In South Africa, the healthcare arena continues to be beset by a degree of uncertainty. Although the relationship between government and the private sector has improved in recent years, the government continues to make suggestions that it believes private healthcare is too expensive and it may seek ways to regulate this.
As with all private healthcare companies in South Africa, Mediclinic will also be scrutinising developments around the planned National Health Insurance (NHI). Although there are still a number of unanswered questions around the scheme, the group has stated that it supports the NHI in principle and believes that it will offer opportunities for the private sector.
“Under the framework of the NHI, it seems clear that government will outsource services to accredited providers,” Sachikonye explains. “Mediclinic is therefore likely to see increased numbers of patients through its doors. This will provide an opportunity for growth, although the effect will not be immediate.”
Medical services providers in South Africa are also constantly under pressure to source the necessary skills to staff their operations. Mediclinic has had to recruit specialised nurses from India to work in operating theatres and intensive care units at a number of its hospitals. It also trains around 1 000 nurses each year.
Where does this company’s growth potential lie?
With the number of South Africans covered by medical aid growing, Mediclinic still sees some potential for growth in the local market. The group is engaged in a number of projects in to add capacity to its existing hospitals.
It has also indicated that it would be interested in pursuing public-private partnerships (PPPs) in South Africa, but only if the government becomes willing to outsource clinical services. As Mediclinic South African chief executive Koert Pretorius told Moneyweb earlier this year:
“We’ve looked at many projects over the years and we’ve discussed all these proposals regarding training, management, support, etcetera with government. But the basic problem currently with PPP’s in South Africa is that to date, government has not been willing or able to outsource the core clinical services. We believe the major opportunities will only arise once government is prepared to outsource the clinical service because that is our core business.”
Frost & Sullivan's Sachikonye also believes that the group has opportunities for growth offshore in the medium to long term. She suggests that the UAE business has potential for expansion, while Hirslanden may offer a base from which Mediclinic could push further into Europe.

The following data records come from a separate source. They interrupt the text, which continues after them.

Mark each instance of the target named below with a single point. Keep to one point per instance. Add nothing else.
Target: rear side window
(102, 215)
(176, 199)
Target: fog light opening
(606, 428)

“In the UAE, the demand for hospital services already outstrips supply,” she notes. “The UAE offers one of the most stable political environments in the Middle East, and as multinational companies seek opportunities in this emerging region it’s a reasonable expectation that the influx of foreign professionals into the country will spur the demand for private healthcare services.”

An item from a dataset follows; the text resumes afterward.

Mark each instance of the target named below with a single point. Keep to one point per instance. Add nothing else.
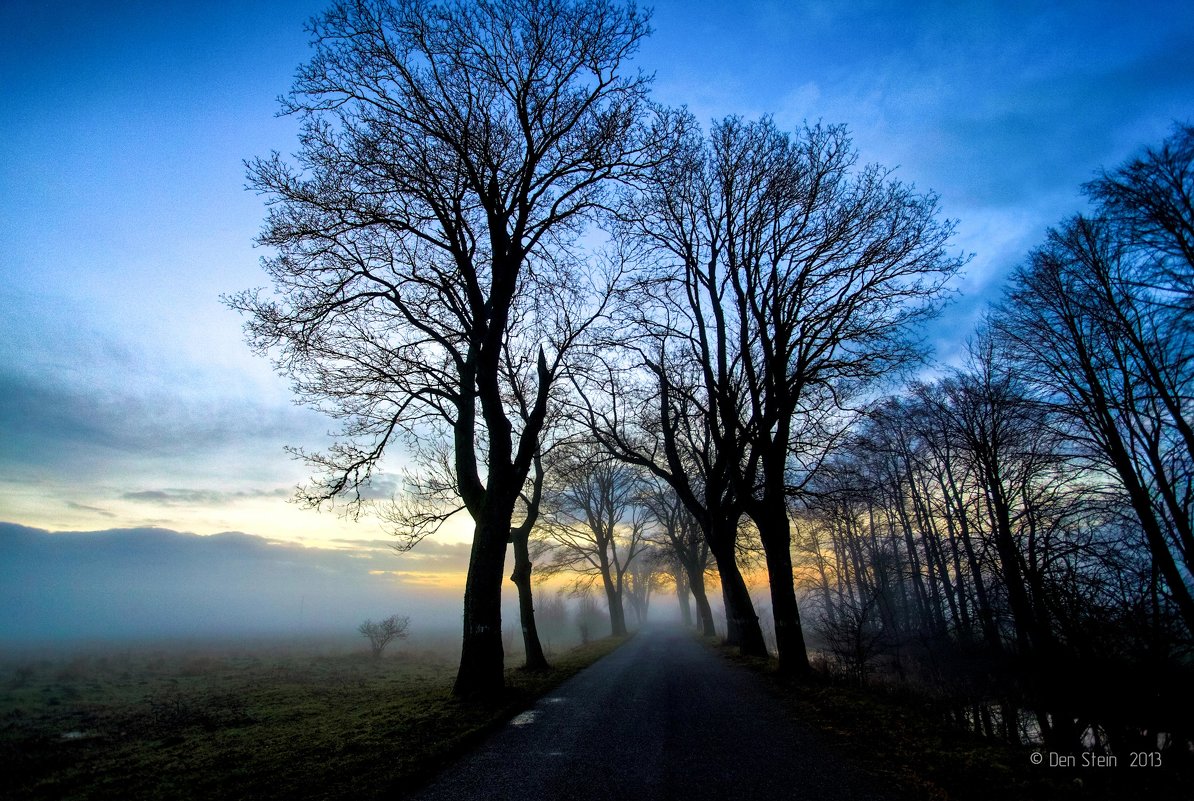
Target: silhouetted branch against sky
(125, 217)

In Switzerland, the impending healthcare reforms may also place pressure on smaller players in the private hospital industry, not least of all due to the introduction of fixed fees. As the only large private hospital group in the country, Hirslanden could find itself in a position to benefit as industry consolidation becomes imperative. Mediclinic may also leverage its presence in Switzerland to enter other European markets at the economy in that region recovers.